When I looked at the plan of this query I saw that the seek in the Calendar.dt table was using only ValidFromDate and ValidToDate, the #RangeFrom and #RangeTo were pushed to the residue predicate. It is not ideal. The optimiser is not smart enough to calculate maximum of two dates (ValidFromDate and #RangeFrom) and use that date as a starting point of the seek.
It is easy to help the optimiser:
Query 2
SELECT
CA.dt
,COUNT(*) AS MembershipCount
FROM
#T AS Memberships
CROSS APPLY
(
SELECT dbo.Calendar.dt
FROM dbo.Calendar
WHERE
dbo.Calendar.dt >=
CASE WHEN Memberships.ValidFromDate > #RangeFrom
THEN Memberships.ValidFromDate
ELSE #RangeFrom END
AND dbo.Calendar.dt <=
CASE WHEN Memberships.ValidToDate < #RangeTo
THEN Memberships.ValidToDate
ELSE #RangeTo END
) AS CA
GROUP BY
CA.dt
ORDER BY
CA.dt
OPTION(RECOMPILE)
;
In this query the seek is optimal and doesn't read dates that may be discarded later.
Finally, you may not need to scan the whole Memberships table.
We need only those rows where the given range of dates intersects with the valid range of the membership.
Query 3
SELECT
CA.dt
,COUNT(*) AS MembershipCount
FROM
#T AS Memberships
CROSS APPLY
(
SELECT dbo.Calendar.dt
FROM dbo.Calendar
WHERE
dbo.Calendar.dt >=
CASE WHEN Memberships.ValidFromDate > #RangeFrom
THEN Memberships.ValidFromDate
ELSE #RangeFrom END
AND dbo.Calendar.dt <=
CASE WHEN Memberships.ValidToDate < #RangeTo
THEN Memberships.ValidToDate
ELSE #RangeTo END
) AS CA
WHERE
Memberships.ValidToDate >= #RangeFrom
AND Memberships.ValidFromDate <= #RangeTo
GROUP BY
CA.dt
ORDER BY
CA.dt
OPTION(RECOMPILE)
;
Two intervals [a1;a2] and [b1;b2] intersect when
a2 >= b1 and a1 <= b2
These queries assume that Calendar table has an index on dt.
You should try and see what indexes are better for the Memberships table.
For the last query, if the table is rather large, most likely two separate indexes on ValidFromDate and on ValidToDate would be better than one index on (ValidFromDate, ValidToDate).
You should try different queries and measure their performance on the real hardware with real data.
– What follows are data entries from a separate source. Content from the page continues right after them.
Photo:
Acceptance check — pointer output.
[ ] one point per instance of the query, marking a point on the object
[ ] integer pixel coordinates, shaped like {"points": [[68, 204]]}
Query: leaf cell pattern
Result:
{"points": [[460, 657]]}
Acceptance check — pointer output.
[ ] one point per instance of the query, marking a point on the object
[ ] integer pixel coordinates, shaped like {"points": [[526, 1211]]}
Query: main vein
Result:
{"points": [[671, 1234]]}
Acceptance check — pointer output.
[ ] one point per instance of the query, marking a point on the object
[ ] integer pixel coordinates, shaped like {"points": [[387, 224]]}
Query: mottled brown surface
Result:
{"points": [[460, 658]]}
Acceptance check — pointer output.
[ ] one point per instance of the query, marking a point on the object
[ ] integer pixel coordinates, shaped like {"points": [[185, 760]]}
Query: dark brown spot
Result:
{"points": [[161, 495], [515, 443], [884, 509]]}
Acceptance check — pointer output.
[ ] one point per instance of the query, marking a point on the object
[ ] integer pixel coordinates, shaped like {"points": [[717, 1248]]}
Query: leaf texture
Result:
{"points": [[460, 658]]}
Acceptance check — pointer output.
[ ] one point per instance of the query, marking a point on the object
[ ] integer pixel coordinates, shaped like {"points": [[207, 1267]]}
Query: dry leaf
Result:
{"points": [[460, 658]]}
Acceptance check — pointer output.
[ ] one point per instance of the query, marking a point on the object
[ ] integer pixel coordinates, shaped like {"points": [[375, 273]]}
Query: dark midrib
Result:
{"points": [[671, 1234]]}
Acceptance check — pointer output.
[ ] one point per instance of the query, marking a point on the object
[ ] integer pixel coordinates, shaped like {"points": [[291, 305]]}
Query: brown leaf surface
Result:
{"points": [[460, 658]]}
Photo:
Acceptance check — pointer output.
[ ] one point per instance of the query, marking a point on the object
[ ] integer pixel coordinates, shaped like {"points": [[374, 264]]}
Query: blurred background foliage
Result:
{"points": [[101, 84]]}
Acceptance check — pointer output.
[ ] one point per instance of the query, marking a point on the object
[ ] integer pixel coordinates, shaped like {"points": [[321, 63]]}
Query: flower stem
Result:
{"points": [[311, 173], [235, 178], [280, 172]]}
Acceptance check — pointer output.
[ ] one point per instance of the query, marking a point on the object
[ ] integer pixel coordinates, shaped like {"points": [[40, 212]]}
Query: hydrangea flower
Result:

Performance may depend on the data distribution, how many memberships there are, what are their valid dates, how wide or narrow is the given range, etc.
I recommend to use a great tool called SQL Sentry Plan Explorer to analyse and compare execution plans. It is free. It shows a lot of useful stats, such as execution time and number of reads for each query. The screenshots above are from this tool.
On the assumption your date dimension contains all dates contained in all membership periods you can use something like the following.
The join is an equi join so can use hash join or merge join not just nested loops (which will execute the inside sub tree once for each outer row).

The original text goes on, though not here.